Le docteur et mon frère, qui répétait d’une voix brisée le nom de sa femme, allaient et venaient comme des fous.

— Myra ?… demandai-je, que veux-tu dire, Marc ?

Le docteur eut à peine la force de me répondre :

— Ma fille… disparue !

Il fallut déposer sur son lit Mme Roderich qui avait perdu connaissance. Le capitaine Haralan, la figure convulsée, les yeux hagards, vint à moi, et me dit :

— Lui… lui toujours !

Cependant j’essayais de réfléchir. L’opinion du capitaine Haralan était difficilement soutenable. Il n’était pas admissible que Wilhelm Storitz eût réussi à s’introduire dans l’hôtel, malgré les précautions prises. Évidemment, il était à la rigueur concevable qu’il eût profité du désordre inévitable que cause un départ. Mais il aurait fallu pour cela qu’il se tînt à l’affût en guettant le moment propice, et qu’il opérât avec une rapidité prodigieuse.

D’ailleurs, même en acceptant toutes ces hypothèses, un enlèvement demeurait inexplicable. Je n’avais pas, en effet, quitté la porte de la galerie devant laquelle stationnait la berline. Comment Myra aurait-elle pu franchir cette porte pour gagner celle du jardin sans être vue de moi ? Wilhelm Storitz invisible, soit ! Mais elle ?…

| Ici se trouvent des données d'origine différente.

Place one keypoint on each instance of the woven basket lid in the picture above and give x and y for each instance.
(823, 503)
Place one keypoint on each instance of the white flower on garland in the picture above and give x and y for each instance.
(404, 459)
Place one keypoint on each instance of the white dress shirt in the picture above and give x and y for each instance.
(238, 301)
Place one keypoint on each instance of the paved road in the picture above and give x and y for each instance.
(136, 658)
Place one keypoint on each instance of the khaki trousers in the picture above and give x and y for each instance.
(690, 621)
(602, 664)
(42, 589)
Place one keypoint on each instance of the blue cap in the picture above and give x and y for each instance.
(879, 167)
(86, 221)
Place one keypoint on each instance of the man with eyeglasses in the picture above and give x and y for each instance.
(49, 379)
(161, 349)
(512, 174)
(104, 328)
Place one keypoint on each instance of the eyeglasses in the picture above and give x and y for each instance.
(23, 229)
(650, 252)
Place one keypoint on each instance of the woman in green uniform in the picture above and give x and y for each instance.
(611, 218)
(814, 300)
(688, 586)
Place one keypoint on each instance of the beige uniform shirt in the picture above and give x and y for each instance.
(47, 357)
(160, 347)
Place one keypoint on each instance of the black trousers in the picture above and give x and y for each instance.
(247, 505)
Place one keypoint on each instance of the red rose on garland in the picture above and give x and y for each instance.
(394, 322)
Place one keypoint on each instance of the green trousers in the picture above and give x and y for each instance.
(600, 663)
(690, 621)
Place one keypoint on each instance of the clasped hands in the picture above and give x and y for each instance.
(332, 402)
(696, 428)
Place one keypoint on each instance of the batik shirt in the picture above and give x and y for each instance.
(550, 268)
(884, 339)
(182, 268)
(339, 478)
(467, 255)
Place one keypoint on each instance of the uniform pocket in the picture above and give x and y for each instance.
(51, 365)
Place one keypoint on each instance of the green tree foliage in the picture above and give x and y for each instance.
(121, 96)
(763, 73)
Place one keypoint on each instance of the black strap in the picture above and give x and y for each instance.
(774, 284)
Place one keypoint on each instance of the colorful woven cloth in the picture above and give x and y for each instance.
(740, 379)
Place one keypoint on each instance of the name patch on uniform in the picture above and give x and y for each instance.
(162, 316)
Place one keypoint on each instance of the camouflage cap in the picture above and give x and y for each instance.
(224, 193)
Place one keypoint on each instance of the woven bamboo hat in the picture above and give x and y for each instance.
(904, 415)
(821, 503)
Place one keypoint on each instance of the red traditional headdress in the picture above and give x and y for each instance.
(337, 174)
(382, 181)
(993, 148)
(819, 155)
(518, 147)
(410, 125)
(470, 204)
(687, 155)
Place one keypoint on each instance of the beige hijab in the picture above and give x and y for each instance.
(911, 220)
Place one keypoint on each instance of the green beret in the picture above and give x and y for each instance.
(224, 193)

Je redescendis dans la galerie et j’appelai le domestique. La porte du jardin donnant sur le boulevard Tékéli fut fermée à double tour, et j’en retirai la clef. Puis la maison tout entière, les combles, les caves, les annexes, la tour jusqu’à la terrasse, je la parcourus en ne laissant pas un coin inexploré. Après la maison, ce fut le jardin…

Je ne trouvai personne.

Je revins près de Marc. Mon pauvre frère pleurait à chaudes larmes, il éclatait en sanglots.

Prévenir le Chef de la Police était la première chose à faire, à mon avis.